O autor mais lido da década. Idealizador da Teoria da Inteligência Multifocal, hoje muito disseminado em universidades do Brasil e do mundo. Augusto Cury é um dos maiores fenômenos da literatura brasileira e sem dúvidas um dos maiores brasileiros da atualidade. Com mais de  30 milhões de livros vendidos, ele é um mensageiro do amor. E sua mensagem é lida e ouvida por todos os cantos. E o Jornal DR1 teve o prazer de falar com ele. De simplicidade característica, Augusto passou um pouco de seu conhecimento aprendido em sua longa trajetória na literatura. Confira o bate-papo com o brilhante escritor.

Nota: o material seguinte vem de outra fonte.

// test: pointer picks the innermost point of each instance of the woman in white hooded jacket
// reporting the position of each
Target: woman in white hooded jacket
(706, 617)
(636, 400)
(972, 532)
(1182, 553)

JDR1 – Qual a grande mensagem que suas obras passam?

Augusto Cury – São várias. Duas delas, todos nós podemos e devemos nos tornar autores da própria história. Caso contrário seremos servos em uma sociedade livre. Precisamos aprender a comprar vírgulas para escrever os capítulos mais importantes da nossa história no momento mais dramático de nossa existência.

Augusto Cury é considerado o autor mais lido da década (Foto: Divulgação)

JDR1 – De onde vem a inspiração para escrever essas obras?

AC –  O que me impele, a escrever, e escrevi mais 60 livros publicados em mais de 70 países, é a paixão pela humanidade, que de uma forma tento contribuir com ela, para que ela seja mais generosa, altruísta, solidária, menos radical, mais flexível onde as pessoas que detenham o poder, aprenderam que só é digno do poder quem é desprendido dele. Pessoas que devem usar o poder são pessoas que usam ele para servir a sociedade e não para que a sociedade a sirva. Também de alguma forma quero mostrar que a educação mundial está doente, formando pessoas doentes para uma sociedade assim, porque se tornou excessivamente cartesiana e não estimula a formação das habilidades mais importantes para que o ser humano desenvolva a plenitude de sua inteligência, socioemocional.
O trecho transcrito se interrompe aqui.